Masal ve Hikayeler: replicability

replicability etiketine sahip kayıtlar gösteriliyor. Tüm kayıtları göster

The state of play in science

I've just read a new book that MT readers would benefit from reading as well. It's Rigor Mortis, by Richard Harris (2017: Basic Books). His subtitle is How sloppy science creates worthless cures, crushes hope, and wastes billions. One might suspect that this title is stridently overstated, but while it is quite forthright--and its argument well-supported--I think the case is actually understated, for reasons I'll explain below.

Harris, science reporter for National Public Radio, goes over many different problems that plague biomedical research. At the core is the reproducibility problem, that is, the numbers of claims by research papers that are not reproducible by subsequent studies. This particular problem made the news within the last couple of years in regard to using statistical criteria like p-values (significance cutoffs), and because of the major effort in psychology to replicate published studies, with a lot of failure to do so. But there are other issues.

The typical scientific method assumes that there is a truth out there, and a good study should detect its features. But if it's a truth, then some other study should get similar results. But many many times in biomedical research, despite huge media ballyhoo with cheerleading by the investigators as well as the media, studies' breakthrough!! findings can't be supported by further examination.

As Harris extensively documents, this phenomenon is seen in claims of treatments or cures, or use of animal models (e.g., lab mice), or antibodies, or cell lines, or statistical 'significance' values. It isn't a long book, so you can quickly see the examples for yourself. Harris also accounts for the problems, quite properly I think, by documenting sloppy science but also the careerist pressures on investigators to find things they can publish in 'major' journals, so they can get jobs, promotions, high 'impact factor' pubs, and grants. In our obviously over-crowded market, it can be no surprise to anyone that there is shading of the truth, a tad of downright dishonesty, conveniently imprecise work, and so on.

Since scientists feed at the public trough (or depend on profits and sales for biomedical products to grant-funded investigators), they naturally have to compete and don't want to be shown up, and they have to work fast to keep the funds flowing in. Rigor Mortis properly homes in on an important fact, that if our jobs depend on 'productivity' and bringing in grants, we will do what it takes, shading the truth or whatever else (even the occasional outright cheating) to stay in the game.

Why share data with your potential competitors who might, after all, find fault with your work or use it to get the jump on you for the next stage? For that matter, why describe what you did in enough actual detail that someone (a rival or enemy!) might attempt to replicate your work.....or fail to do so? Why wait to publish until you've got a really adequate explanation of what you suggest is going on, with all the i's dotted and t's crossed? Haste makes credit! Harris very clearly shows these issues in the all-too human arena of our science research establishment today. He calls what we have now, appropriately enough, a "broken culture" of science.

Part of that I think is a 'Malthusian' problem. We are credited, in score-counting ways, by chairs and deans, for how many graduate students we turn (or churn) out. Is our lab 'productive' in that way? Of course, we need that army of what often are treated as drones because real faculty members are too busy writing grants or traveling to present their (students') latest research to waste--er, spend--much time in their labs themselves. The result is the cruel excess of PhDs who can't find good jobs, wandering from post-doc to post-doc (another form of labor pool), or to instructorships rather than tenure-track jobs, or who simply drop out of the system after their PhD and post-docs. We know of many who are in that boat; don't you? A recent report showed that the mean age of first grant from NIH was about 45: enough said.

A reproducibility mirage
If there were one central technical problem that Harris stresses, it is the number of results that fail to be reproducible in other studies. Irreproducible results leave us in limbo-land: how are we to interpret them? What are we supposed to believe? Which study--if any of them--is correct? Why are so many studies proudly claiming dramatic findings that can't be reproduced, and/or why are the news media and university PR offices so loudly proclaiming these reported results? What's wrong with our practices and standards?

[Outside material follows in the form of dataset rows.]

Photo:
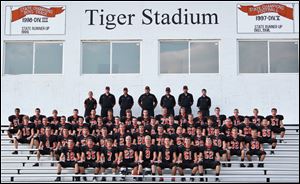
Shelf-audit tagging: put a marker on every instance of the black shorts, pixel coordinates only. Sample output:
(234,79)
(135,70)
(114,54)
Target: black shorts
(186,165)
(256,152)
(209,164)
(146,164)
(23,140)
(108,165)
(68,164)
(235,152)
(164,165)
(128,164)
(278,130)
(221,151)
(45,151)
(87,164)
(13,130)
(268,140)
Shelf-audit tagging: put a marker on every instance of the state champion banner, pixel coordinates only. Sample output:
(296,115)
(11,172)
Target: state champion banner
(31,20)
(266,18)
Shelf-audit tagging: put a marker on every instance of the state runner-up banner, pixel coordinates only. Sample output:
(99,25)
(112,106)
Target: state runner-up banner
(268,18)
(35,20)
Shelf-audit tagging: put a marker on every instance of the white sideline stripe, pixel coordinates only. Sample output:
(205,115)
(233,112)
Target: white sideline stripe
(150,176)
(226,162)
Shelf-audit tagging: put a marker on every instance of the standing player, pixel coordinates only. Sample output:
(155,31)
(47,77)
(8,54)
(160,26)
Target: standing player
(89,104)
(125,102)
(107,101)
(15,120)
(204,103)
(168,101)
(147,101)
(186,100)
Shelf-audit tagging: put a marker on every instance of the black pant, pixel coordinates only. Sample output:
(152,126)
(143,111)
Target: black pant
(104,111)
(171,111)
(87,113)
(205,112)
(188,110)
(150,112)
(123,112)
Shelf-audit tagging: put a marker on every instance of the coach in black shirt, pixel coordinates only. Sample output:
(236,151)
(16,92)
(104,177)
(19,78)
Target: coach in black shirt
(186,100)
(107,101)
(148,101)
(89,104)
(204,103)
(125,102)
(168,101)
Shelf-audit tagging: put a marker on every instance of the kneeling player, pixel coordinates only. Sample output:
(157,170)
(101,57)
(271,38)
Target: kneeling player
(276,122)
(187,158)
(235,146)
(109,158)
(90,157)
(128,156)
(209,158)
(147,156)
(167,158)
(255,147)
(48,142)
(68,158)
(25,134)
(266,134)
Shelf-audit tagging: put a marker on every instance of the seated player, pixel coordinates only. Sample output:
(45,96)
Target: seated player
(37,118)
(147,157)
(69,158)
(256,119)
(15,120)
(236,118)
(218,118)
(235,146)
(276,122)
(188,158)
(245,127)
(267,135)
(109,158)
(25,134)
(219,140)
(209,158)
(90,157)
(73,119)
(254,147)
(128,156)
(48,142)
(167,158)
(226,127)
(200,120)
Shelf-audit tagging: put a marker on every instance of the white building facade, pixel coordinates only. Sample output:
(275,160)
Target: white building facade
(246,55)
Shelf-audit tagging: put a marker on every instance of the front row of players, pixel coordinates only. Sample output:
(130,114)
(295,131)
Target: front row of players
(157,158)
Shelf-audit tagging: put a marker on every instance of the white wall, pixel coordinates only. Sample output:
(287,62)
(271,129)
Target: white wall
(228,89)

Rigor Mortis goes through many of these issues, forthrightly and convincingly--showing that there is a problem. But a solution is not so easy to come by, because it would require major shifting of and reform in research funding. Naturally, that would be greatly resisted by hungry universities and those who they employ to set up a shopping-mall on their campus (i.e., faculty).

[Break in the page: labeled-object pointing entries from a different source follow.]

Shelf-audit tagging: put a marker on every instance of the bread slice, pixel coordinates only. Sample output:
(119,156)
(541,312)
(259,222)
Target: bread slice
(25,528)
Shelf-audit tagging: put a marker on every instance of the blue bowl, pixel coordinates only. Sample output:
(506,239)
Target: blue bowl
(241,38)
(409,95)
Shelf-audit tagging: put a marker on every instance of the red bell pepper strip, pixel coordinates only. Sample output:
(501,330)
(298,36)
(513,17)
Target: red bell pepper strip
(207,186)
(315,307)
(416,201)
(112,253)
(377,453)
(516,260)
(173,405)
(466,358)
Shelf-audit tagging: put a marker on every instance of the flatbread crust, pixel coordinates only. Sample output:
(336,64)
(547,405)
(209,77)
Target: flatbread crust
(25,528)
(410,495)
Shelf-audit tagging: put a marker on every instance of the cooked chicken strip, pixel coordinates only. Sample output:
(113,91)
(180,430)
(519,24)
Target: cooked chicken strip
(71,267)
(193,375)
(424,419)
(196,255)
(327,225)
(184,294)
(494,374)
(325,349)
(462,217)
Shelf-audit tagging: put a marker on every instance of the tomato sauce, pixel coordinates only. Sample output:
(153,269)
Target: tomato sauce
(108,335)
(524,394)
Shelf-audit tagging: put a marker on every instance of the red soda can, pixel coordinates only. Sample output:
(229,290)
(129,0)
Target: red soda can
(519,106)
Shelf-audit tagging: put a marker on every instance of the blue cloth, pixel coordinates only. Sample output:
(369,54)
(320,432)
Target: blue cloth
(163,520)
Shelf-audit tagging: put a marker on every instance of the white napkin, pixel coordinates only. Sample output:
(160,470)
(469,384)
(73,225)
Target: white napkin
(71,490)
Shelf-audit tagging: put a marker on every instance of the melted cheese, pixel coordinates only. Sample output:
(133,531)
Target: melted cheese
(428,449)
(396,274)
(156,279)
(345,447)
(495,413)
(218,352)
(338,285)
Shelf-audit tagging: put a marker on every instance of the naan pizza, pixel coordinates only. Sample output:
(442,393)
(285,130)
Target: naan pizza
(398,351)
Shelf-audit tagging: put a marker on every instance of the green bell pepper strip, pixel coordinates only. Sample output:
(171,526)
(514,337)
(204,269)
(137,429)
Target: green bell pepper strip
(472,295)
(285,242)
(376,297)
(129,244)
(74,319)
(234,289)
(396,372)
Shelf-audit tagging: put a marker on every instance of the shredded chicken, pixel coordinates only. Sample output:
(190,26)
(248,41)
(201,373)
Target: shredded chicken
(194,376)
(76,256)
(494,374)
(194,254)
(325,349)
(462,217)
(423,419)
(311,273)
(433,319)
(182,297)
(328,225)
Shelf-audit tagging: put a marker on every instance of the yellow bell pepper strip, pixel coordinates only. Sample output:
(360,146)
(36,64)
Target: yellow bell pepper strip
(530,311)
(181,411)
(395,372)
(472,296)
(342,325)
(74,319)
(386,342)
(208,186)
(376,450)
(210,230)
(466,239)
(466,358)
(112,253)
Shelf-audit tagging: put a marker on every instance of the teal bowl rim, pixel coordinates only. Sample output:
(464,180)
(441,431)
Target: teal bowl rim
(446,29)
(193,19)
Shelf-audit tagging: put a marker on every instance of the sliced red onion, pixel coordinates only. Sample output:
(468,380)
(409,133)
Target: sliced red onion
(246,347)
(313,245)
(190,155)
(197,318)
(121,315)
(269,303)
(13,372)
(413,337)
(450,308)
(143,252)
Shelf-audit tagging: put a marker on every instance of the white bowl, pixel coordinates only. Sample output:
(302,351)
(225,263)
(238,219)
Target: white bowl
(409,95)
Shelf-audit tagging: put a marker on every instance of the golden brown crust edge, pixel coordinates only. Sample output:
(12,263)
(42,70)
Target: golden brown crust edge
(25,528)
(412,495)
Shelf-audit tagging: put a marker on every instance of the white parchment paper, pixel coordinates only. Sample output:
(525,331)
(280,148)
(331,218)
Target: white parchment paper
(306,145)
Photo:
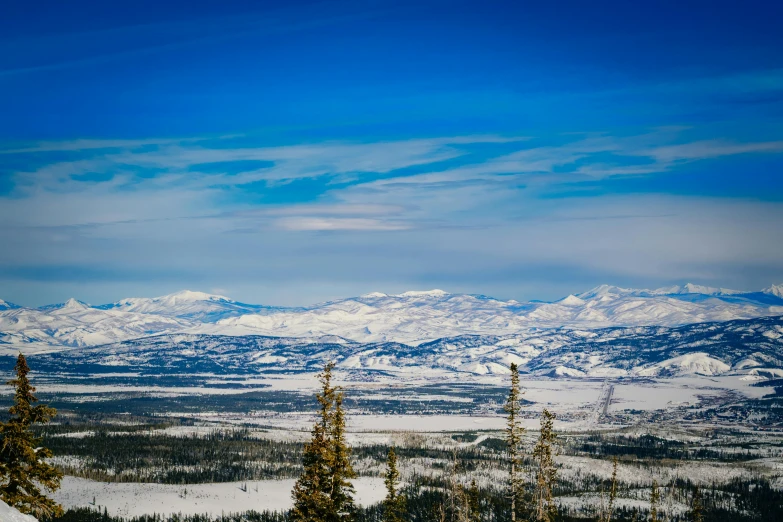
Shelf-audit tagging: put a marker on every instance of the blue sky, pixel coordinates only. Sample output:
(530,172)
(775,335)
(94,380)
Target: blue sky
(288,153)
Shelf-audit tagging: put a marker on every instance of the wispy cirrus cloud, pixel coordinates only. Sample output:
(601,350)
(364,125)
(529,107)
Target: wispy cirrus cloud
(458,206)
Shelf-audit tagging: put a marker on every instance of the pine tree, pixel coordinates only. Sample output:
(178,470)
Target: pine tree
(546,472)
(474,503)
(655,498)
(608,511)
(394,504)
(697,510)
(342,490)
(323,493)
(514,432)
(23,470)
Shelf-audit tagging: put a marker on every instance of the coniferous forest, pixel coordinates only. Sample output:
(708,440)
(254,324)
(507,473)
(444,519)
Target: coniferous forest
(476,476)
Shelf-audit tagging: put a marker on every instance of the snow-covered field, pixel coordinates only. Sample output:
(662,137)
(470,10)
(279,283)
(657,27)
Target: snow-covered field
(134,499)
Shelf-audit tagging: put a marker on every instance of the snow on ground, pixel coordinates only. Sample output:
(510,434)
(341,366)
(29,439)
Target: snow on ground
(134,499)
(9,514)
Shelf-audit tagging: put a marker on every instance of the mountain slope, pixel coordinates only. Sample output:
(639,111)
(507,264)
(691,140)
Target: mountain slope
(74,323)
(419,316)
(745,347)
(412,317)
(197,306)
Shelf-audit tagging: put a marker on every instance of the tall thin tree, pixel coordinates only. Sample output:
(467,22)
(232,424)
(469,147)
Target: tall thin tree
(655,498)
(545,469)
(696,513)
(23,468)
(342,490)
(514,433)
(607,511)
(323,492)
(394,503)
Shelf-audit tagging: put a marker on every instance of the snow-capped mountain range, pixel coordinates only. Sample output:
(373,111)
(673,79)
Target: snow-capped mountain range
(752,348)
(412,317)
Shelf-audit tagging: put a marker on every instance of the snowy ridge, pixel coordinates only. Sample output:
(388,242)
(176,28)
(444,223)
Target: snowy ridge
(741,347)
(412,317)
(186,304)
(9,514)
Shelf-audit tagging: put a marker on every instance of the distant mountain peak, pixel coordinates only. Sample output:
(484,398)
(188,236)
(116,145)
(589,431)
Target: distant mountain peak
(571,300)
(423,293)
(73,305)
(605,290)
(690,288)
(373,295)
(6,305)
(776,290)
(190,295)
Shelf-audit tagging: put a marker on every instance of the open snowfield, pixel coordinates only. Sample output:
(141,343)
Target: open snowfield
(134,499)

One purpose of this post is to draw attention to the wealth of reasons Harris presents for why we should be concerned about the state of play in biomedical research (and, indeed, in science more generally). I do have some caveats, that I'll discuss below, but that is in no way intended to diminish the points Harris makes in his book. What I want to add is a reason why I think that, if anything, Harris' presentation, strong and clear as it is, understates the problem. I say this because to me, there is a deeper issue, beyond the many Harris enumerates: a deeper scientific problem.

Reproducibility is only the tip of the iceberg!
Harris stresses or even focuses on the problem of irreproducible results. He suggests that if we were to hold far higher evidentiary standards, our work would be reproducible, and the next study down the line wouldn't routinely disagree with its predecessors. From the point of view of careful science and proper inferential methods and the like, this is clearly true. Many kinds of studies in biomedical and psychological sciences should have a standard of reporting that leads to at least some level of reproducibility.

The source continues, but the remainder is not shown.